وَيَسْتَنْبِـؤُ۫نَكَ اَحَقٌّ هُوَۜ

 

Fiil cümlesidir.  وَ  istînâfiyyedir.  يَسْتَنْبِـؤُ۫نَكَ  fiili,  نَ ’un sübutuyla merfû muzari fiildir. Zamir olan çoğul  و ’ı fail olup mahallen merfûdur.

Muttasıl zamir  كَ  mef’ûlün bih olarak mahallen mansubdur.

Hemze istifham harfidir.  حَقٌّ  mukaddem haber olup lafzen merfûdur.

Munfasıl zamir  هُوَ  muahhar mübteda olarak mahallen merfûdur.

يَسْتَنْبِـؤُ۫نَكَ  fiili, sülâsî mücerrede üç harf ilave edilerek mezid yapılan fiillerdendir. İstif’al babındandır. Sülâsî fiili  نبأ ’dir.

Bu bab fiile talep, tehavvül, vicdan, mutavaat, ittihaz ve itikat gibi anlamları katar. 


 قُلْ ا۪ي وَرَبّ۪ٓي اِنَّهُ لَحَقٌّ وَمَٓا اَنْتُمْ بِمُعْجِز۪ينَ۟

 

Fiil cümlesidir.  قُلْ  sükun üzere mebni emir fiildir. Fail ise müstetir zamir  أنت ’dir.
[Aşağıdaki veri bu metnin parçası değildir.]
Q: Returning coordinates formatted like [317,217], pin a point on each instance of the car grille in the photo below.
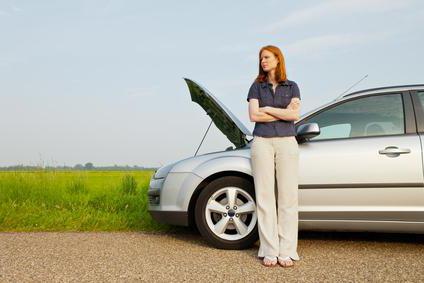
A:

Mekulü’l-kavli,  وَرَبّٖٓي ’dir.  قُلْ  fiilinin mef’ûlün bihi olarak mahallen mansubdur.

اٖي  cevap harfidir.  وَ  kasem harfidir.  وَرَبّٖٓي  car mecruru mahzuf fiile müteallıktır. Takdiri,  أقسم  şeklindedir.
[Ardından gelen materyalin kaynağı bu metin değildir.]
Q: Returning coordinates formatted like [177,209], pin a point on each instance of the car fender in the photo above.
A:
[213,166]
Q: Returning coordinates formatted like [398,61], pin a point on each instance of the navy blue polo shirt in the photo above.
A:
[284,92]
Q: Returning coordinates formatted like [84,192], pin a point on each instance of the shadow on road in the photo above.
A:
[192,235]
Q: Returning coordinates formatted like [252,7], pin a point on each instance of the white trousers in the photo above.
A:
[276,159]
Mütekellim zamiri  ي  muzâfun ileyh olarak mahallen mecrurdur.

Kasemin cevabı  اِنَّهُ لَحَقٌّ ’dur. 

إِنَّ  tekid harfidir. İsim cümlesinin önüne gelir. İsmini nasb haberini ref eder.

هُ  muttasıl zamiri  إِنَّ ’nin ismi olarak mahallen mansubdur.
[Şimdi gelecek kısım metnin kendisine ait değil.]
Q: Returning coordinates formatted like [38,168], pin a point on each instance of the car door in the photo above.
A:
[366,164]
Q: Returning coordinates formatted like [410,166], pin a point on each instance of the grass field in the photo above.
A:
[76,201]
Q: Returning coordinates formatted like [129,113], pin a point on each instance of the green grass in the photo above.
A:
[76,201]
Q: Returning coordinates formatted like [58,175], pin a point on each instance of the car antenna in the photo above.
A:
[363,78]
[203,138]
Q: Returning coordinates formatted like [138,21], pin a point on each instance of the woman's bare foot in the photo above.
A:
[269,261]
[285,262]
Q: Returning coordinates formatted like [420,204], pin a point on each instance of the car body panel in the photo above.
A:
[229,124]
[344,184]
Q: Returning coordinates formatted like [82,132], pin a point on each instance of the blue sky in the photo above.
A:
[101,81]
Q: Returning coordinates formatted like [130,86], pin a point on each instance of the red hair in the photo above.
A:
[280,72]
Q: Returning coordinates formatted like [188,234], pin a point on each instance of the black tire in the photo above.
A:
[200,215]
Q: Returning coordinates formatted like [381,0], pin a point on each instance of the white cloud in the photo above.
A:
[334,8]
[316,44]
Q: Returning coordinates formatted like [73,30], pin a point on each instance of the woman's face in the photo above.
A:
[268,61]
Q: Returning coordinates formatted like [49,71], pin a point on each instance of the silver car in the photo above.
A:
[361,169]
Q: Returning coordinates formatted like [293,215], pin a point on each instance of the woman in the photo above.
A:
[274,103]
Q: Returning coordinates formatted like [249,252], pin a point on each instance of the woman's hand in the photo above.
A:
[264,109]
لَ  harfi  اِنَّ ’nin haberinin başına gelen lam-ı muzahlakadır.  حَقٌّ  kelimesi  اِنَّ ’nin  haberi olup lafzen merfûdur.

وَ  atıf harfidir.  مَٓا  nefy harfi olup  لَيْسَ  gibi amel eder.  اَنْتُمْ  munfasıl zamiri  مَا ’nın ismi olarak mahallen merfûdur.

بِ  harfi zaiddir.  بِمُعْجِزٖينَ  lafzen mecrur olup  مَا ’nın haberidir.

بِ  harf-i ceri mecruruna ilsak, sebep, musahabe, zaid, karşılık – bedel, istiane, zaman – mekân zarfı gibi manalar kazandırabilir. Burada zaid manasındadır. (Arapça Dilbilgisi Ayetlerle Nahiv Bilgisi)

Bazen  لَيْسَ ’ye benzeyen  مَا ’nın haberinin başına manayı tekid için zaid (بِ) harf-i ceri gelebilir. (Arapça Dilbilgisi Ayetlerle Nahiv Bilgisi)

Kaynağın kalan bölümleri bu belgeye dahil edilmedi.